Raylin cried out as she felt a hand grasp her ankle, dragging her from the dark sanctuary in one swift motion. She tried to scramble away but strong arms held her tightly. “Don’t worry, kid. We’ll take you home.”
The realization of her pending return didn’t fill her with the joy it should’ve.
Raylin lost her battle and a keening sob broke free. A middle-aged woman rushed over and pulled her from the man called Cap’s arms. The woman cradled her lovingly. “The poor thing weighs nothing. We should at least feed her before we take her back there. Don’t cry, sweetie, we’ll get you home.”
Raylin cried harder. “They… they’ll… they’ll just… just sell… me… again,” she managed to choke out around her sobs.

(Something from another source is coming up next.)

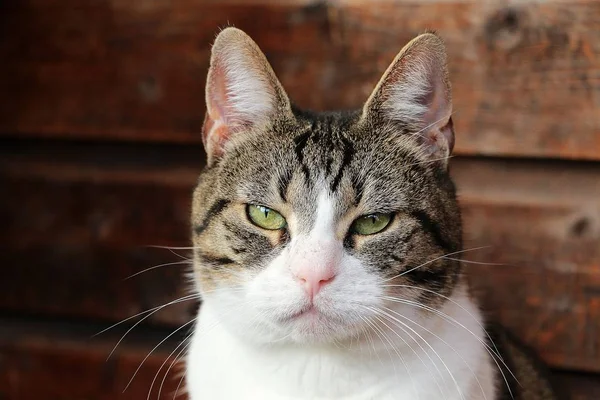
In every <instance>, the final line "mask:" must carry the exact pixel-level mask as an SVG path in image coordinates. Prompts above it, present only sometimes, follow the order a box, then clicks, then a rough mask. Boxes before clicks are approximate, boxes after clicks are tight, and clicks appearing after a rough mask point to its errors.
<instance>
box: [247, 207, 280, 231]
mask: <svg viewBox="0 0 600 400" xmlns="http://www.w3.org/2000/svg"><path fill="white" fill-rule="evenodd" d="M246 212H247V213H248V218H250V221H252V223H253V224H254V225H256V226H258V227H261V228H263V229H268V230H270V231H276V230H278V229H282V228H285V225H286V221H285V218H283V216H282V215H281V214H279V213H278V212H277V211H275V210H271V209H270V208H269V207H265V206H256V205H253V204H248V206H247V208H246Z"/></svg>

The woman and the man called Cap exchanged a long quiet look. Raylin was too upset to get any hint of their thoughts.
“Turn this bird around, Zolly.” Zolly, a gawking, spindly, dark-haired man, rushed away.

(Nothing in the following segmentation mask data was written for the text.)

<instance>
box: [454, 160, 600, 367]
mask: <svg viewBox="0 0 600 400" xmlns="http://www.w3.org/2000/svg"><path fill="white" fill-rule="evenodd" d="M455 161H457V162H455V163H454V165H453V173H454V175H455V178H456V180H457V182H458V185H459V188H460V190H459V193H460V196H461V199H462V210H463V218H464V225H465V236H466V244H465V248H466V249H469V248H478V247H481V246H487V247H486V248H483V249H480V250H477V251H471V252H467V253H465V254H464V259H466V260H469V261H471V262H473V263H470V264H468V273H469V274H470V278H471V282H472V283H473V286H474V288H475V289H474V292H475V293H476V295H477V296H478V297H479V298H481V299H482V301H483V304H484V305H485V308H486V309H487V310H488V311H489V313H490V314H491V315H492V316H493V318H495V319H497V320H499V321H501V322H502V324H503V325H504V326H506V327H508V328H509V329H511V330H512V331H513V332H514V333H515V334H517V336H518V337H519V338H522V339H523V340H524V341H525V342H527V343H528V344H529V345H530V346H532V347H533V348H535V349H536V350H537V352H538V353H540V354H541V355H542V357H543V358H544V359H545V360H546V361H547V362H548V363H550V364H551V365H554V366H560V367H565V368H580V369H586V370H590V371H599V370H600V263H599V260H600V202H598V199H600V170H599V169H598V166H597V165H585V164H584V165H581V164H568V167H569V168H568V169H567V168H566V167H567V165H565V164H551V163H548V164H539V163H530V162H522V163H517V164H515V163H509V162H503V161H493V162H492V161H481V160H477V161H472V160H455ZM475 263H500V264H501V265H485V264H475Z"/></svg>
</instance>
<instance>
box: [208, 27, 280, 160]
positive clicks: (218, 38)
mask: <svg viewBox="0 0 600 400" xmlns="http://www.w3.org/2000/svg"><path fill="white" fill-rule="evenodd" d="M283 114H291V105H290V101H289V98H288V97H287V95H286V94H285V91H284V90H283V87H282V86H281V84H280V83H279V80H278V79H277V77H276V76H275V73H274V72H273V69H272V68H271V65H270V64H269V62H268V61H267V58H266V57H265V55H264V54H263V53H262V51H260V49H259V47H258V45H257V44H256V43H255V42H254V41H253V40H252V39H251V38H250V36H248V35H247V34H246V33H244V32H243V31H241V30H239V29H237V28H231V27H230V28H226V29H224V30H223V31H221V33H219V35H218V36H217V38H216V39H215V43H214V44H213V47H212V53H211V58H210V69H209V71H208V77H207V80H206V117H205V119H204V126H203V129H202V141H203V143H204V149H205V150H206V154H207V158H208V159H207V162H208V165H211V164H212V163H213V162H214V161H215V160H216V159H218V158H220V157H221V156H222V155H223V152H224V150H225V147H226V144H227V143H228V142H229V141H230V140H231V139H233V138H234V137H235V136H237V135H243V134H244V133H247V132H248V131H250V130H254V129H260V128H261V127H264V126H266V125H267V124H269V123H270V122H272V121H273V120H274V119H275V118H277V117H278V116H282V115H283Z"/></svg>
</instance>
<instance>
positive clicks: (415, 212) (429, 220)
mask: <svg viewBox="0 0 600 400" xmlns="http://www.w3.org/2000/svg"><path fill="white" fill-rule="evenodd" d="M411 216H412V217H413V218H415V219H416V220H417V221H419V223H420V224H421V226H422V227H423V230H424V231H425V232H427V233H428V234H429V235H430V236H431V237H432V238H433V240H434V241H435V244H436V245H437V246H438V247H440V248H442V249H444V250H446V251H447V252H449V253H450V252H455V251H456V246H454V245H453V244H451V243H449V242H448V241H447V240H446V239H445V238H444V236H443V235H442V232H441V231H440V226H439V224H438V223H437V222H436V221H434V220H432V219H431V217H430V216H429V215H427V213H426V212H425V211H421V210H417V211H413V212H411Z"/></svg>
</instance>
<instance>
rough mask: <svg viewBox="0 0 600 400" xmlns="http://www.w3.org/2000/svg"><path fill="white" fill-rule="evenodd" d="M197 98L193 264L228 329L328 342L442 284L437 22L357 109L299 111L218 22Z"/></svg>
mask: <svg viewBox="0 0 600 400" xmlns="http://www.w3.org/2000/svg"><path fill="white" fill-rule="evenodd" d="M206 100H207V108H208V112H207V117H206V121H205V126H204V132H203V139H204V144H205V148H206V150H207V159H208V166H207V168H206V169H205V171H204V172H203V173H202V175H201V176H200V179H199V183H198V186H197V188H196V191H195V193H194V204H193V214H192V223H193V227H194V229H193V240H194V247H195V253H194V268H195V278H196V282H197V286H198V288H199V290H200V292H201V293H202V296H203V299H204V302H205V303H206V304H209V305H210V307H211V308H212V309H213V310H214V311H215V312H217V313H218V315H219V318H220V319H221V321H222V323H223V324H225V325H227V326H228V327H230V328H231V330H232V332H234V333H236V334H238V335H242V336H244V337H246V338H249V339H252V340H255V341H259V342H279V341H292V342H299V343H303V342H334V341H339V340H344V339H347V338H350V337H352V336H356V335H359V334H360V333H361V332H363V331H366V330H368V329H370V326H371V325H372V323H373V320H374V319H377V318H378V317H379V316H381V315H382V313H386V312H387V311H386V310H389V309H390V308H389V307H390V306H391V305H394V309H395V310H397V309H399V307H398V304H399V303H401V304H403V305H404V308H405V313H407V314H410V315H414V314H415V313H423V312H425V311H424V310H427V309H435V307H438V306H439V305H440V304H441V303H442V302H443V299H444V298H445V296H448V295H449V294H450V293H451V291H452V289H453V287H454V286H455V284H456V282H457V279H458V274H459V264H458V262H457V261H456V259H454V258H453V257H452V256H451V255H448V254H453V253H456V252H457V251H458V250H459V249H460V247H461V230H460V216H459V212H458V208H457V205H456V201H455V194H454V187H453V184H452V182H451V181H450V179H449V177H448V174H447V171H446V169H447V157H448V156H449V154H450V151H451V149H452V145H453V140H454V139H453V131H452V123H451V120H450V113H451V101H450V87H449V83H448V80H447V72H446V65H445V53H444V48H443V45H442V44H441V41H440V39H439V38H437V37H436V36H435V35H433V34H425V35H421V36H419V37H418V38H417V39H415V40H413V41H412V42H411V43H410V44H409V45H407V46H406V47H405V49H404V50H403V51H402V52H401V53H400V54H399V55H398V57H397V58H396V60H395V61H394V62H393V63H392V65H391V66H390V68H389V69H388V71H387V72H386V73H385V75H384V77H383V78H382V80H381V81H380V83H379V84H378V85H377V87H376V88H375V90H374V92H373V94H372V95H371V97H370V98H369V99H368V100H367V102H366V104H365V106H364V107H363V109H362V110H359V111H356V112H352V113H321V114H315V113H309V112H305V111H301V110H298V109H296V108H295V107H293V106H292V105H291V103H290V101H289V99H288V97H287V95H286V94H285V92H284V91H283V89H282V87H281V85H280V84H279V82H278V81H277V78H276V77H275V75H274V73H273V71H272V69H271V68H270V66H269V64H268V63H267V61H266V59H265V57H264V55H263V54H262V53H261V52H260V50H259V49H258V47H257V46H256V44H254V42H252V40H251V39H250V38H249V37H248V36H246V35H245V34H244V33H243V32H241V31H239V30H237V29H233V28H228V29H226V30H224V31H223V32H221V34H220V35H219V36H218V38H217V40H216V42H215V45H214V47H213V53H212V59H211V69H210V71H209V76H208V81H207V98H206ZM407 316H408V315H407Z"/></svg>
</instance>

“Wait!” the woman holding her called out. Zolly paused and turned back. “Just wait,” the woman said, handing her off to a kind-looking man.
“Don’t worry, kid, I won’t hurt you. My name is Owen,” he said as he took her from the woman.
The woman pulled the man called Cap, the obvious leader, aside. They spoke intensely for a moment. He was scowling when he stomped away from the kind woman.
“You know anything about a bird like this, kid?” The man addressed her directly.
“Well, neither did Virge. He was a gunner. You ever shoot a gun?”
“Think you’d be able to?”
“I don’t know.”
“Well, that’s a good enough answer for me. We’re hiring. You just inherited anything Virge has in his cabin, and whatever money is left in his pockets. His job is yours. If you don’t want it we’ll rock-drop you at the next stop, or if you want we can take you home. What will it be, kid?”
“I don’t have any papers.”
“I know a guy who can change that.”
Raylin thought for a moment. “All I can promise is to try my best to learn.”
“Honest. I like honest. I’ll try my best to teach. You’ll have your papers in a couple of days. Congratulations, today is your eighteenth birthday.”
“You might not want to thank me yet. This won’t be an easy life for a little girl.”
“I’m Galinian; I haven’t ever been a little girl.”
He gave her a sad but amused smile. “Yeah, well just remember I’m not a nursemaid. This is Esta, she’s my right hand, and she’ll show you to your new quarters.”
“Like I said, hold off on the thanks.” He turned and walked away without another word.